There's some other interesting stuff about the parallel execution model that I want to talk about but i'll leave that for another post. It's about mapping non-rectilinear work loads to a linear index and job execution order.

On another note, I keep running into problems with the thread job management on Java and keep end up having to write custom solutions. Executors seem like a great idea ... and they probably are for enterprise workloads but they basically suck for interactive desktop programmes - where you may be getting many many more update requests than you have time to process but you only need to keep (and must keep) the last one. Managing this with Future handles gets clumsy very fast. JavaFX comes with a new set of 'worker thread' primitives which I haven't really looked into much - they seemed to be light wrappers over existing functionality anyway and only seemed to muddy the waters last time I had a look.

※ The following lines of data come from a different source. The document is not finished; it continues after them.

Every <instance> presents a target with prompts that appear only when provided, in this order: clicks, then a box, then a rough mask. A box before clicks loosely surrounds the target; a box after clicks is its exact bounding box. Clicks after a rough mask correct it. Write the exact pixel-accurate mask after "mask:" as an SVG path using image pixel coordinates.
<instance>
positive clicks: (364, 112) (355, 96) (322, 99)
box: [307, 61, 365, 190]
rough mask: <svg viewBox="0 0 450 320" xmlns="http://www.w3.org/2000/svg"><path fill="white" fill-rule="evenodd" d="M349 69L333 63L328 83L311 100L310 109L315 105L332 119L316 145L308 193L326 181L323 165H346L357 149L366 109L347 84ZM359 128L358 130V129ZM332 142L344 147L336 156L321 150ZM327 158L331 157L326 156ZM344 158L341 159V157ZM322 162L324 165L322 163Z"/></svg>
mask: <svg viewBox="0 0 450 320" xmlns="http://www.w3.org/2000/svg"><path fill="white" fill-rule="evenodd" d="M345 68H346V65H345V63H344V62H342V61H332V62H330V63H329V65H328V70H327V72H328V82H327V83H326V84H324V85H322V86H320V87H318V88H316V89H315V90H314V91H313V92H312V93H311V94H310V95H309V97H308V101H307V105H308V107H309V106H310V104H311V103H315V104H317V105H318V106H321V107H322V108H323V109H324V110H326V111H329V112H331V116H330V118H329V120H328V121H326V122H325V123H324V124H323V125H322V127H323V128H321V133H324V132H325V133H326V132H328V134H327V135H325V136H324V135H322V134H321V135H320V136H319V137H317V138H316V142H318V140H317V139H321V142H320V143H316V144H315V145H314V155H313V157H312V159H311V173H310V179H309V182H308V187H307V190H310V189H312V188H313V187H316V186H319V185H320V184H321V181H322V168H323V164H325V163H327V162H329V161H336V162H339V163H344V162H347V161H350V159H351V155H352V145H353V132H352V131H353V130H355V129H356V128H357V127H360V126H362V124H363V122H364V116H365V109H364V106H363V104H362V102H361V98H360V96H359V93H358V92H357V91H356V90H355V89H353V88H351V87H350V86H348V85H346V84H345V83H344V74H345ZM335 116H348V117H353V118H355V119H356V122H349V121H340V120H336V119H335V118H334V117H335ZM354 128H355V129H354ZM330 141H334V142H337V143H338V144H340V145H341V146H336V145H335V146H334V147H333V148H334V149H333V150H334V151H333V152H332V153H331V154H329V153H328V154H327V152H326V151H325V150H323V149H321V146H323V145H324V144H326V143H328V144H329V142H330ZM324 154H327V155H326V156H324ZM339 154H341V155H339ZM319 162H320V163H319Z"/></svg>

One current implementation of WorkPool uses a ThreadPool executor but I will look at custom thread code too (curiosity again). Currently i'm also implementing static scheduling but it will be worth investigating something more dynamic.


Solerman Kaplon said...

Dunno in what environment you need SIMD vector, but maybe worth a look:

NotZed said...

Is! That! Big! Loud! Web! Page! Is! A! Bit! Of! A! Turn! Off? Yepp!

Sorry ...

Seems an interesting approach to the code generation (from what i can tell) although i'm not sure of it's scalability - by processing only primitives across a whole vector at a time you're basically throwing away all the parts of the cpu above the L1 cache (including registers) which function as memory bandwidth multipliers.

Pity the site doesn't have something more useful as benchmarks than some mega-ops of log().

Also seems kinda strange to be launching a new high performance api without direct support for multi-core or bigger?

Solerman Kaplon said...

From the library class reference, it seems they expect you to use threads and its is recommended to bind them to specific cores. The library can do the whole array of vector it seems, having hand-asm version of the stuff in many ARM versions plus x64. They got a bundle for jave with all the binaries in 800K, individual .so are around 200-300K (400-600K for 64 bits)

NotZed said...

By whole vector i meant the array not the internal cpu representation.

Having mostly simple operations on arrays just means memory is going to be the bottleneck.